Re: [Xen-devel] [RFC PATCH] mm, oom: distinguish blockable mode for mmu notifiers

On Fri 22-06-18 16:09:06, Felix Kuehling wrote:
> On 2018-06-22 11:24 AM, Michal Hocko wrote:
> > On Fri 22-06-18 17:13:02, Christian König wrote:
> >> Hi Michal,
> >>
> >> [Adding Felix as well]
> >>
> >> Well first of all you have a misconception why at least the AMD graphics
> >> driver need to be able to sleep in an MMU notifier: We need to sleep 
> >> because
> >> we need to wait for hardware operations to finish and *NOT* because we need
> >> to wait for locks.
> >>
> >> I'm not sure if your flag now means that you generally can't sleep in MMU
> >> notifiers any more, but if that's the case at least AMD hardware will break
> >> badly. In our case the approach of waiting for a short time for the process
> >> to be reaped and then select another victim actually sounds like the right
> >> thing to do.
> > Well, I do not need to make the notifier code non blocking all the time.
> > All I need is to ensure that it won't sleep if the flag says so and
> > return -EAGAIN instead.
> >
> > So here is what I do for amdgpu:
> In the case of KFD we also need to take the DQM lock:
> amdgpu_mn_invalidate_range_start_hsa -> amdgpu_amdkfd_evict_userptr ->
> kgd2kfd_quiesce_mm -> kfd_process_evict_queues -> evict_process_queues_cpsch
> So we'd need to pass the blockable parameter all the way through that
> call chain.

Thanks, I have missed that part. So I guess I will start with something
similar to intel-gfx and back off when the current range needs some
treatment. So this on top. Does it look correct?

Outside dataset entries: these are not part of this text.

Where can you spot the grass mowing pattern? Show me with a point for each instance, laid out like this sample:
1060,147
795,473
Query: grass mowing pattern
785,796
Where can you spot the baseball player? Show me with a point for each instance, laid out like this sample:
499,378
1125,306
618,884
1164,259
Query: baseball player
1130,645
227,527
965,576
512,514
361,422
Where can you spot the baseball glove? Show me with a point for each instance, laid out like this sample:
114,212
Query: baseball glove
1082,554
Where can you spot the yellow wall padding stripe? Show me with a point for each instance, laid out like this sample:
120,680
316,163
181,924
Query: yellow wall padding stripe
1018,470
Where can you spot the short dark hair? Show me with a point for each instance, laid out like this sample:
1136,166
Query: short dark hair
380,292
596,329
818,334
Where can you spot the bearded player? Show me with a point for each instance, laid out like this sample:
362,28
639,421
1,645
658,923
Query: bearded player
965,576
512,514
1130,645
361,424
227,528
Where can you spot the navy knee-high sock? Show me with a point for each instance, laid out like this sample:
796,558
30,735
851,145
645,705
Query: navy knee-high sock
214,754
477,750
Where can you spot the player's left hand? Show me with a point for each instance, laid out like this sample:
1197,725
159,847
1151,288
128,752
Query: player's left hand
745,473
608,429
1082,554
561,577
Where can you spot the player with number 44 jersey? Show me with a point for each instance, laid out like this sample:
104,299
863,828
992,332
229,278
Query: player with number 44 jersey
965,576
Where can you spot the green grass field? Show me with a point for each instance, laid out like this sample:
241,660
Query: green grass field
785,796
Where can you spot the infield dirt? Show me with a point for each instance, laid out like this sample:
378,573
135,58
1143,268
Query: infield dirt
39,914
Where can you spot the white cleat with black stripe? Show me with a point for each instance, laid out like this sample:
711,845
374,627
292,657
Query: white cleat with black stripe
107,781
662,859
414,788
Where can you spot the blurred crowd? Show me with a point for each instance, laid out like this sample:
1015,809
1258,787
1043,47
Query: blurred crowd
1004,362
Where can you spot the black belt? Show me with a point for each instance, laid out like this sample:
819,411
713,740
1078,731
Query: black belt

diff --git a/drivers/gpu/drm/amd/amdgpu/amdgpu_mn.c 
index d138a526feff..e2d422b3eb0b 100644
--- a/drivers/gpu/drm/amd/amdgpu/amdgpu_mn.c
+++ b/drivers/gpu/drm/amd/amdgpu/amdgpu_mn.c
@@ -266,6 +266,11 @@ static int amdgpu_mn_invalidate_range_start_hsa(struct 
mmu_notifier *mn,
                struct amdgpu_mn_node *node;
                struct amdgpu_bo *bo;
+               if (!blockable) {
+                       amdgpu_mn_read_unlock();
+                       return -EAGAIN;
+               }
                node = container_of(it, struct amdgpu_mn_node, it);
                it = interval_tree_iter_next(it, start, end);
Michal Hocko